12 Mar 2015 / 05:38 H.

    PETALING JAYA: Non-bank financial institutions (NBFIs) remain the largest provider of personal financing with almost 60% of total personal financing for households, Bank Negara Malaysia (BNM) said in its annual Financial Stability and Payment Systems report.
    It said however, that new personal financing facilities approved by NBFIs declined both in number (-14%) and value (31.3%) terms.
    "The excessively high levels of personal financing extended in earlier periods (of up to RM300,000 under a single facility) have almost disappeared from the NBFI market as a result of more robust affordability assessments, aligned to the central bank's responsible financing standards. The average financing amount disbursed by NBFIs correspondingly declined to less than RM30,000 per facility," it said.
    BNM said the moderate expansion in financing for personal use was in line with the moderate trend of aggregate household debt over the past two years.
    Household debt grew by 9.9% to RM940.4 billion as at end 2014. About 45.7% of household debt was for residential properties, 16.6% for hire purchase and roughly 20% was for personal financing and credit cards.
    The amount of new household debt assumed was RM3.8 billion lower in 2014 than in the previous year.

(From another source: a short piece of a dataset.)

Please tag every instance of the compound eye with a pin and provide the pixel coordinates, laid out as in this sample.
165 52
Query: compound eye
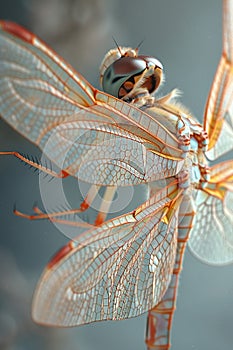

    BNM said the borrowings continue to be heavily concentrated in financing secured by property and financial assets, thus reducing the net exposure to household in the event of stress.
    It said new unsecured borrowing accounted for a substantially lower share of total new household debt for the year (2014: 8.6%, 2013: 16.5%).
    New household borrowings are also of higher quality, BNM said. About 80% of new loans (based on the number of new loan accounts) have a debt service ratio (DSR) for all outstanding debts of less than 60%, while half have a DSR of less than 40%.
    For borrowers with RM3,000 monthly earnings and below, the share of new loans (based on the number of new loan accounts) with a DSR of less than 60% is higher at 91.8%, while the share of new loans with a DSR of less than 40% remained stable at about 58%.
    BNM said this accords households with greater buffers and flexibility to weather financial challenges.
    "Reflecting these developments as well as the stronger performance of the economy in 2014, the ratio of household debt-to-gross domestic product (GDP) rose marginally, compared with earlier years, to 87.9%," it said.
    BNM added however, that at the aggregate level, household financial buffers remain strong.
    The ratio of household financial asset-to-debt has consistently been maintained at more than two times over the past three years as the pace of growth in household debt was brought more in line with the growth in household financial assets.